In 1894, S. Weir Mitchell, eminent neurologist and novelist, criticized American psychiatry in an invited address on the occasion of the 50th anniversary of the organization that became the American Psychiatric Association. Among other criticisms he asserted, "You have for too long maintained the fiction that there is some mysterious therapeutic influence to be found behind your walls and locked doors. We hold the reverse opinion. … Your hospitals are not our hospitals; your ways are not our ways." He argued forcefully for the integration of psychiatric hospital care into the medical centers and academic centers of the time. In the 20th century, general hospitals expanded their psychiatric services dramatically and brought scientific psychiatry to patients. The inpatient setting rarely eliminated its locked doors, and inpatient psychiatry rarely shed its role in confinement. As outpatient care expanded and became more effective, the residual role of the hospital was confinement. The principal indication for hospitalization became an issue of safety to prevent harm to the person or to society. The focus on confinement reintroduces the question of what is the most appropriate and effective locus for that role.

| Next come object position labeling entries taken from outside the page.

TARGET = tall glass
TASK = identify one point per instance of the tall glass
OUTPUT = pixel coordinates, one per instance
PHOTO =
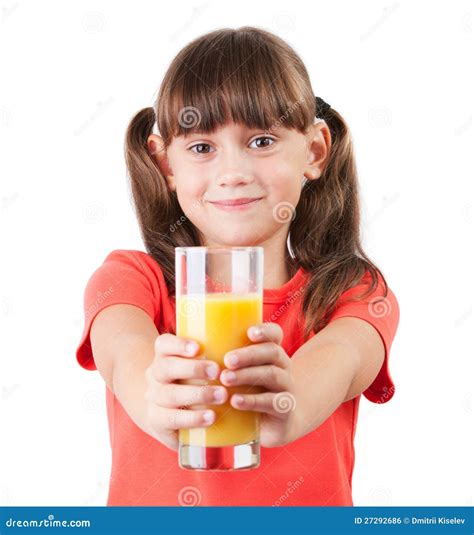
(219, 295)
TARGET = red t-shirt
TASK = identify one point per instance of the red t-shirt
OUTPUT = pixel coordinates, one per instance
(313, 470)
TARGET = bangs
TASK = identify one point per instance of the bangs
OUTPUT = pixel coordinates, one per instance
(241, 76)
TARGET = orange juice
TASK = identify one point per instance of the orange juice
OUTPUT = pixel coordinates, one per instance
(219, 322)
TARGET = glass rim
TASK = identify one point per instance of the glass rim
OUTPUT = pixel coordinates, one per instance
(218, 248)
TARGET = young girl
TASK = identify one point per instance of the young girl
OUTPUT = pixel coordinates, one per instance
(242, 154)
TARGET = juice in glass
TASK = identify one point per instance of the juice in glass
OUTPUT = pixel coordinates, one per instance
(219, 295)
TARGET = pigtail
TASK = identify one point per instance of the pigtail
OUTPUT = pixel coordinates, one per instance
(163, 225)
(325, 232)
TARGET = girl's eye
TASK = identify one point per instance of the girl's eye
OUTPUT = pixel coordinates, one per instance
(201, 145)
(264, 145)
(205, 148)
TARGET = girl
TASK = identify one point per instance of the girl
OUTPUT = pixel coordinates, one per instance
(242, 154)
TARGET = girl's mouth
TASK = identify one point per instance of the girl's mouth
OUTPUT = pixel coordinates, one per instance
(233, 205)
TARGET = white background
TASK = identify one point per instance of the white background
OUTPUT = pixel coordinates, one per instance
(73, 74)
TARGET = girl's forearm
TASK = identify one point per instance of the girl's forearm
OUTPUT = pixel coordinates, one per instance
(323, 375)
(128, 378)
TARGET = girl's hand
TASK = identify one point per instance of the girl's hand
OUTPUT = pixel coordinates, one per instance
(167, 401)
(264, 363)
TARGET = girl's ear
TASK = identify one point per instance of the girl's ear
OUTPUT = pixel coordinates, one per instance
(319, 148)
(157, 151)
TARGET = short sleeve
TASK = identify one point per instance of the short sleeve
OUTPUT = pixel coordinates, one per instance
(123, 278)
(383, 313)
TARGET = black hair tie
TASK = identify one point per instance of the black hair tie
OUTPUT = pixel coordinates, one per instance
(322, 107)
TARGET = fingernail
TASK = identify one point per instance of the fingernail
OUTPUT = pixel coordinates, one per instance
(212, 371)
(191, 348)
(255, 331)
(208, 416)
(233, 359)
(230, 376)
(219, 394)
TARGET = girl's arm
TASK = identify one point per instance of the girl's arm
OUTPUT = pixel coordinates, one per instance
(122, 339)
(334, 366)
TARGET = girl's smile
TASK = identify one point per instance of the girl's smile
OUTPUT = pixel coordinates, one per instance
(236, 205)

Deinstitutionalization and the growth of community care further challenged the role of the hospital. At the time, in response to a series of studies focused on length of hospital stay and alternatives to inpatient care, we asked, "If less is more, is none optimal?" The appropriate answer at the time was "No," but the optimal form of 24-hour care was anything but clear. It is not clear that "your hospitals" should be "our hospitals," unless patients need the intensive, high-technology environment of the modern general hospital. Some people with acute mental disorders require a general hospital setting. Not all patients who need 24-hour supervision or confinement, however, need that level of care. For some patients, freestanding psychiatric hospitals, affiliated with academic centers, are a more appropriate, lower-cost alternative to the general hospital. For many others, 24-hour alternatives may be more appropriate than the acute care hospital.

Research on inpatient care has almost disappeared. The Open Forum in this issue provides clinical guidance for inpatient psychiatry. It also reopens many of the key questions that remain unanswered. It is time for more empirical evidence to guide policy and practice.